Une bonne partie de ce que nous produisons provient de choix conscients. Notre formation, nos intérêts, nos goûts graphiques et même les demandes de nos clients. Si je choisis un jaune plutôt qu’un bleu, pour s’accorder avec les autres couleurs ou pour exprimer un sentiment particulier, cela relève d’un choix volontaire et assumé. De même que je peux décider de travailler pour un type de support plutôt que pour un autre, ou de donner une orientation précise à mon activité. Tous ces choix peuvent correspondre à une volonté d’évoluer, d’être en accord avec des aspirations personnelles ou des tendances graphiques du moment. Au fond, nous sommes libres de nos gesticulations graphiques et de l’orientation de notre carrière. Mais (vous sentiez venir le « mais ») quelque chose est là et vous ne vous en êtes pas aperçu !
Dans ce que vous venez de produire, alors même que vous êtes certains d’avoir choisi chaque élément de votre création, votre inconscient s’est invité à la fête, et c’est peut-être même lui qui a choisi la musique. Le psychanalyste Juan-David Nasio s’est penché sur le tableau de Felix Valloton Autoportrait à l’âge de vingt ans. Il croit déceler dans ce portrait de l’angoisse, compte tenu de l’histoire tragique que le peintre a vécu lors de son adolescence. Valloton s’est représenté avec un visage tourmenté, le regard vide et l’esprit occupé par ses pensées. Si l’amertume a marqué la personnalité de l’artiste, il a aussi et surtout façonné son style tout au long de sa carrière. Il est très probable, qu’il ne se soit pas senti amer ou angoissé pendant qu’il peignait cette toile, mais ce sont ses sentiments bouillonnant au fond de son inconscient qui l’ont poussé à transformer cette angoisse en expression graphique que nous ressentons à la vue du tableau.
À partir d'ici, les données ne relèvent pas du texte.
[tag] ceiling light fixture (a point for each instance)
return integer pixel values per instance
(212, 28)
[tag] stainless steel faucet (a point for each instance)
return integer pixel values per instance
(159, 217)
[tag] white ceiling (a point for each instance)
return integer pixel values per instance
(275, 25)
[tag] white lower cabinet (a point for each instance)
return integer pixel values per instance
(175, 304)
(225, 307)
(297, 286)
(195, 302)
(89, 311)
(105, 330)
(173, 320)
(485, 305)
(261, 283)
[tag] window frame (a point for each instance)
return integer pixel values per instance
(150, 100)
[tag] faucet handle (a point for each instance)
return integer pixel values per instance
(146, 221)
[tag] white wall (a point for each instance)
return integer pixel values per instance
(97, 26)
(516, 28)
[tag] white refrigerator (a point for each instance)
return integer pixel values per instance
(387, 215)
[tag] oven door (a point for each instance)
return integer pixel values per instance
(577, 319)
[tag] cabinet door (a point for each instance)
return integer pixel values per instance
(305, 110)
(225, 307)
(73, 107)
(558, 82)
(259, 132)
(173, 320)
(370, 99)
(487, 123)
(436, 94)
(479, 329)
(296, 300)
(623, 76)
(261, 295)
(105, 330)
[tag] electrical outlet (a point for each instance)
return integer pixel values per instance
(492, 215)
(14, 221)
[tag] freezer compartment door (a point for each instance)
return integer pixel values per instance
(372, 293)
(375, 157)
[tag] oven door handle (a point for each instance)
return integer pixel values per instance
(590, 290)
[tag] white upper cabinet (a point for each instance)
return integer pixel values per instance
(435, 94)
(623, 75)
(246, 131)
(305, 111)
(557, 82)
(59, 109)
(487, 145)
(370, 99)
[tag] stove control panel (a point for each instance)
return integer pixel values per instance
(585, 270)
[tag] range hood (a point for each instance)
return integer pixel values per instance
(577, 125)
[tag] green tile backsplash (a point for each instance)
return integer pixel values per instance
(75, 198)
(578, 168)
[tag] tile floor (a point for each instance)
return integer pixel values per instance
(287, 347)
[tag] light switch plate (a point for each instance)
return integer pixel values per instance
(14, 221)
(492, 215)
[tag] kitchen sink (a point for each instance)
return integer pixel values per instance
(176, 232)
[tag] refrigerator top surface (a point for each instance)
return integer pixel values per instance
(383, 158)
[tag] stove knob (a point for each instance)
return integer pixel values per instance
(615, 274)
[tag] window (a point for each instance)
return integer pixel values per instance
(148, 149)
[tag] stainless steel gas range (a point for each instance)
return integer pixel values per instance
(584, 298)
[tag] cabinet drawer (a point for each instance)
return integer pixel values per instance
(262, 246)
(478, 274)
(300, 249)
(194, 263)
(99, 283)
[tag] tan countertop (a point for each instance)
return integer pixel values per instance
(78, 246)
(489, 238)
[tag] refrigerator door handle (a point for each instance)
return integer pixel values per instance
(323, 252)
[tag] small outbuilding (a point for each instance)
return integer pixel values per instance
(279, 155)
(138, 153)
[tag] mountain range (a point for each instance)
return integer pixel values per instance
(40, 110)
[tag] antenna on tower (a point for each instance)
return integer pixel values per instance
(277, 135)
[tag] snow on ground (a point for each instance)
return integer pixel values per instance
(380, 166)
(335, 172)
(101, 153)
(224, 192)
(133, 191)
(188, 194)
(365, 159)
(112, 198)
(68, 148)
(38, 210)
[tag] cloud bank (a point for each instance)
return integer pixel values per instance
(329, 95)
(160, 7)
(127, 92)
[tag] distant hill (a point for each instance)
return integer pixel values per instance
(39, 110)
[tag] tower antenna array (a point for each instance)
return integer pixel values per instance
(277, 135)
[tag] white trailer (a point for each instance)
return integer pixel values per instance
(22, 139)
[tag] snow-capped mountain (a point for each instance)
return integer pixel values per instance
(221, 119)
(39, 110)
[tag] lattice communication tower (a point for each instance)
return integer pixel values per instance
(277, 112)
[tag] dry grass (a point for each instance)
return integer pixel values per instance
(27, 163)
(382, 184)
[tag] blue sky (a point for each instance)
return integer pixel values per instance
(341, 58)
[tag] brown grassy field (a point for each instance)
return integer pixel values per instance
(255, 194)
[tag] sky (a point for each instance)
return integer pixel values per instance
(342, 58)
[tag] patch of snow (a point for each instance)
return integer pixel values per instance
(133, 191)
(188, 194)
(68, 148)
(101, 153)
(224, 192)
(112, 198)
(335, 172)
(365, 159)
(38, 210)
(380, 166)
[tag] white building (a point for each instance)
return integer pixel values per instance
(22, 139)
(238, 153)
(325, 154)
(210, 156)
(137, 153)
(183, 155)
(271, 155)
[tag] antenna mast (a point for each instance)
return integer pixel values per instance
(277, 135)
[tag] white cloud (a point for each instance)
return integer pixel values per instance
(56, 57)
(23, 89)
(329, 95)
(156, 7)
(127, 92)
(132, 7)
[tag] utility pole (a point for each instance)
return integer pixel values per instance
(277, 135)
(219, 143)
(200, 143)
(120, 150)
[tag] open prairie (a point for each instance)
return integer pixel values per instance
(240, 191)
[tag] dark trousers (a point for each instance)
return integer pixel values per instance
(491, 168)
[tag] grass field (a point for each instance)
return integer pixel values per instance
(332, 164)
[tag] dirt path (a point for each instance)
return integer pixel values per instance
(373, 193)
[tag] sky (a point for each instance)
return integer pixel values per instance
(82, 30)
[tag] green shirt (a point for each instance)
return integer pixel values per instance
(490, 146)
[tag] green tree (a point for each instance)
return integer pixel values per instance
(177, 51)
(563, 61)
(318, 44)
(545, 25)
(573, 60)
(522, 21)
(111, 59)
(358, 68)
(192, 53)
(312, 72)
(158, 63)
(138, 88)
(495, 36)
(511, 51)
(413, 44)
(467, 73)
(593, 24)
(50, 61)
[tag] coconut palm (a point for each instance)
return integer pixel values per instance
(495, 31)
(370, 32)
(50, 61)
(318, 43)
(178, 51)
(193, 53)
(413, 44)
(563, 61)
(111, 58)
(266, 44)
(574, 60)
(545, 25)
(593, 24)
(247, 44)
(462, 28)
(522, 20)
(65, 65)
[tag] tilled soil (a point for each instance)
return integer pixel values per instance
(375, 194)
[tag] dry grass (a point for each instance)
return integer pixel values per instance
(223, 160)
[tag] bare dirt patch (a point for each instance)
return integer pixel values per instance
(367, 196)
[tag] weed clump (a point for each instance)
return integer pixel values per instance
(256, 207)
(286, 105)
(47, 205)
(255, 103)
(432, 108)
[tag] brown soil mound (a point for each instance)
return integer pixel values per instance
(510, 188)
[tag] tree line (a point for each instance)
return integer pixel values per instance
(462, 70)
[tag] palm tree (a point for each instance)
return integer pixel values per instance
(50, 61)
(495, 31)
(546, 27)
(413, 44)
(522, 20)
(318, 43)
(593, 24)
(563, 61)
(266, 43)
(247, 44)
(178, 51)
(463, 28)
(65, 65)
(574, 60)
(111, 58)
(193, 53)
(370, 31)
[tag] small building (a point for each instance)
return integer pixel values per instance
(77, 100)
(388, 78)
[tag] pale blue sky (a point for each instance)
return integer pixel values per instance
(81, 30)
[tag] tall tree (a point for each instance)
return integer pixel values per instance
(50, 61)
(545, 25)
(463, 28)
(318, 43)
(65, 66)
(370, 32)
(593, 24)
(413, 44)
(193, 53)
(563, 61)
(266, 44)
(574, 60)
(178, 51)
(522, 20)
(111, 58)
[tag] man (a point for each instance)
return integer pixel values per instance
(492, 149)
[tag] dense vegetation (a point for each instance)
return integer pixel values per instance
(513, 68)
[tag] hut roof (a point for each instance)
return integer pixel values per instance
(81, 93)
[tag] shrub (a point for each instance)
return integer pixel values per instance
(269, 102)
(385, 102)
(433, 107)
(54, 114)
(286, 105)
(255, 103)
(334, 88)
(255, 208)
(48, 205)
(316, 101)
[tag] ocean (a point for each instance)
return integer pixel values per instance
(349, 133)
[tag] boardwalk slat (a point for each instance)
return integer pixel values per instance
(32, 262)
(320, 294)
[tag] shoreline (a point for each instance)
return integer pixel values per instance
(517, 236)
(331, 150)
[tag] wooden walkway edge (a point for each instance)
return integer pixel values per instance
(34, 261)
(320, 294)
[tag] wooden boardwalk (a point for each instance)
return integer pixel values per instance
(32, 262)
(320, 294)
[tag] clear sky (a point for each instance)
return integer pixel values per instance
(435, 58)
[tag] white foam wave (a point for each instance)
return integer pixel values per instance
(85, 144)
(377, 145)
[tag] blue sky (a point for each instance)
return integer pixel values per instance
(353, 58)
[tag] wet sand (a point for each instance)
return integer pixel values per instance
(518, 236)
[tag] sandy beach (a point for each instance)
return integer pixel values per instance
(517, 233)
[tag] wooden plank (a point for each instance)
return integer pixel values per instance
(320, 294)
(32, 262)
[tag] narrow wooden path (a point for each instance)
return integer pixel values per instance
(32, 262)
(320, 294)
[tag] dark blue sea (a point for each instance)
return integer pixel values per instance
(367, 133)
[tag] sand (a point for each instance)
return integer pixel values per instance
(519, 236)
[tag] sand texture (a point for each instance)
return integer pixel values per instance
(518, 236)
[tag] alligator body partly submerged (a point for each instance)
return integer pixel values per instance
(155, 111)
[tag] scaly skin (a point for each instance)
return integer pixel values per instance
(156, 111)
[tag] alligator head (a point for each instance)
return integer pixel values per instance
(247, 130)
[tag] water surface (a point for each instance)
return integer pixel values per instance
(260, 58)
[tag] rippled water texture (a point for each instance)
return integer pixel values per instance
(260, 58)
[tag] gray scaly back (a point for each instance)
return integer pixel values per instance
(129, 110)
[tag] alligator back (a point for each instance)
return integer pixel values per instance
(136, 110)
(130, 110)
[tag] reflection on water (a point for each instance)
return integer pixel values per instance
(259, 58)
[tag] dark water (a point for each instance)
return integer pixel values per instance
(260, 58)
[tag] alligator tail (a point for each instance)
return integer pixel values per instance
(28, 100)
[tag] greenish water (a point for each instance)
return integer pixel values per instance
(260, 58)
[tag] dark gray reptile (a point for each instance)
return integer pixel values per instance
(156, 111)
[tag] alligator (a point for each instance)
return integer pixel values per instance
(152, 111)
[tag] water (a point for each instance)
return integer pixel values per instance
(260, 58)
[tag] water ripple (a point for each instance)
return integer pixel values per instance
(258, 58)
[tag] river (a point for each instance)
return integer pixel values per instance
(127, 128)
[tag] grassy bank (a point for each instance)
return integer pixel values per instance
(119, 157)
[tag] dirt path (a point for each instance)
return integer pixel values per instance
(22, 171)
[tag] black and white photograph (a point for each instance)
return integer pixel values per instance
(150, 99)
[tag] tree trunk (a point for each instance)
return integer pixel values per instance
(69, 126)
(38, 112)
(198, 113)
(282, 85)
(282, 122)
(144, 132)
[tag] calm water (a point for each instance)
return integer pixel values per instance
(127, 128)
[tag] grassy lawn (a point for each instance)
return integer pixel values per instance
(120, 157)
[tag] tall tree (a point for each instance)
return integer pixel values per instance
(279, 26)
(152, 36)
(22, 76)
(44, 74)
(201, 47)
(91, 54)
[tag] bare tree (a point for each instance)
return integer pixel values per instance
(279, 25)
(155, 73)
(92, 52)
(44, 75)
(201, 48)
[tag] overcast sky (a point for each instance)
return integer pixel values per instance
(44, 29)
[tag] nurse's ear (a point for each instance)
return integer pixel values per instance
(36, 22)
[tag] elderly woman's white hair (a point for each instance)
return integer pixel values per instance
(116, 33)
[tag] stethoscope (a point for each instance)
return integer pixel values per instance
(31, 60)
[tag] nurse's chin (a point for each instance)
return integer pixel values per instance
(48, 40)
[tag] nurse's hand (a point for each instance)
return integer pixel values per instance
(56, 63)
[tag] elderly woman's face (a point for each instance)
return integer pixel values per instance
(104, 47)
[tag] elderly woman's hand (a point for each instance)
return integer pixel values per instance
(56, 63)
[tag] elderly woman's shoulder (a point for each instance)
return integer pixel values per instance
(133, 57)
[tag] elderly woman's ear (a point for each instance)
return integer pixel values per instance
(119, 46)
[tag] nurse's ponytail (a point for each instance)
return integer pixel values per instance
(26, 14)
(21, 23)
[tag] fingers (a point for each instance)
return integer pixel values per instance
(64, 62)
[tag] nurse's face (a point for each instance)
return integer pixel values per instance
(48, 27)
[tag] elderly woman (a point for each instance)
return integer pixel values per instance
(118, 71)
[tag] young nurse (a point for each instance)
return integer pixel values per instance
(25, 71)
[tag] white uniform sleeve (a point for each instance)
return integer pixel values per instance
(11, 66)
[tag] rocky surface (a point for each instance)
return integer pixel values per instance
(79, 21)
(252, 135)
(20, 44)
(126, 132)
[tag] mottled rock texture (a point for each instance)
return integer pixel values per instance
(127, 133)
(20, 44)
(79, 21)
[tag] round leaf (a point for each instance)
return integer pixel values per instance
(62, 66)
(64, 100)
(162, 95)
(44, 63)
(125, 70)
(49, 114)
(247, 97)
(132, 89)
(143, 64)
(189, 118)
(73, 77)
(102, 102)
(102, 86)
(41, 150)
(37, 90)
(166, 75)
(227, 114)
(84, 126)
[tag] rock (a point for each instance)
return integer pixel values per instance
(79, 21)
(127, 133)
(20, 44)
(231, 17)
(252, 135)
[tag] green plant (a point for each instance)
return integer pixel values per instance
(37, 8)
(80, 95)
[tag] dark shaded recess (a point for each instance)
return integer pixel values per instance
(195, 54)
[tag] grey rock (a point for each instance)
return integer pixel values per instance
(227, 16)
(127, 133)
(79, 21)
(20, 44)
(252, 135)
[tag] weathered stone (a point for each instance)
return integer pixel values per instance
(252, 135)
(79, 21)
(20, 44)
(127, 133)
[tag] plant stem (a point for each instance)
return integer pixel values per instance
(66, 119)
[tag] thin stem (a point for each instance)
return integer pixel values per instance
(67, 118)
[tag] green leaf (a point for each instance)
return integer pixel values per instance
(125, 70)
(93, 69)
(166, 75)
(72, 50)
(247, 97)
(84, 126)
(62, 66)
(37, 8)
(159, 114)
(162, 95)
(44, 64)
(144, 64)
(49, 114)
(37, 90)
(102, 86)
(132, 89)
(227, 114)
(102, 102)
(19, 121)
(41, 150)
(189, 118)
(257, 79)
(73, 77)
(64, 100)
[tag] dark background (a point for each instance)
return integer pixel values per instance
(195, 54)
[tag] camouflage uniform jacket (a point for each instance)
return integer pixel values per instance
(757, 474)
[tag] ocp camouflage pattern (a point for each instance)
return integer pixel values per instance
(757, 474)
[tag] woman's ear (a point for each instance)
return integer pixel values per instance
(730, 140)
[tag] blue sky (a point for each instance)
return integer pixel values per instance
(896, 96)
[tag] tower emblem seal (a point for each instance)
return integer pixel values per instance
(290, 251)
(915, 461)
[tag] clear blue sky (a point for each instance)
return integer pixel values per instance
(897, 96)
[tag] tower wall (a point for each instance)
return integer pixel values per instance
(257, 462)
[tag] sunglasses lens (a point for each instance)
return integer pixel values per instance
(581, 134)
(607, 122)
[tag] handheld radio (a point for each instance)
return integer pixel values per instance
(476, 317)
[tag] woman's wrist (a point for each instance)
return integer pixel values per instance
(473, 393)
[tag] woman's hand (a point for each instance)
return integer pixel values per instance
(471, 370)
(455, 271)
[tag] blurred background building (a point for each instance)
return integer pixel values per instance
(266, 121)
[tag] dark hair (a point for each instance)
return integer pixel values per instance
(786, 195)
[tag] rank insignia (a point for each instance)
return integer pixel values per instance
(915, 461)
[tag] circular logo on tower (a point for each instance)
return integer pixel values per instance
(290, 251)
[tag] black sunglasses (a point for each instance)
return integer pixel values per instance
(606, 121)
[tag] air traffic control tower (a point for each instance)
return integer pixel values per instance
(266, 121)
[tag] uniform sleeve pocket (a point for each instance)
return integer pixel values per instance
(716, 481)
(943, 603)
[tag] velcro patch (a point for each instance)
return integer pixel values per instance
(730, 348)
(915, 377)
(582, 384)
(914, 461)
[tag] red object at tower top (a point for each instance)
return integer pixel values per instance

J’arrive sur la scène créative quelque temps après Valloton (en entrant par la petite porte et en regardant l’Artiste depuis le bas de ses chevilles). Si je crois ce que je vois, mon parcours créatif a sans cesse évolué, parfois progressivement, parfois d’un coup sec. Et si j’observe bien ce que j’ai produit à chaque période, je ne peux que constater qu’une partie de ces productions reflète l’état d’esprit dans lequel je me trouvais au moment de leur conception. Et ce, de manière tout à fait inconsciente. De l’expressionnisme sombre au sortir de mon adolescence, aux formes droites et géométriques au moment de mon grand saut dans le métier d’illustrateur (correspondant très certainement à un besoin de contrôle, je me reconnais bien là), j’arrive tranquillement à un graphisme aux formes généreuses, rondes et colorées, signe à mon sens d’une forme d’assurance et d’un plaisir créatif gourmand (en espérant ne pas basculer demain dans une forme de débauche graphique). La petite histoire suivante va illustrer mon propos.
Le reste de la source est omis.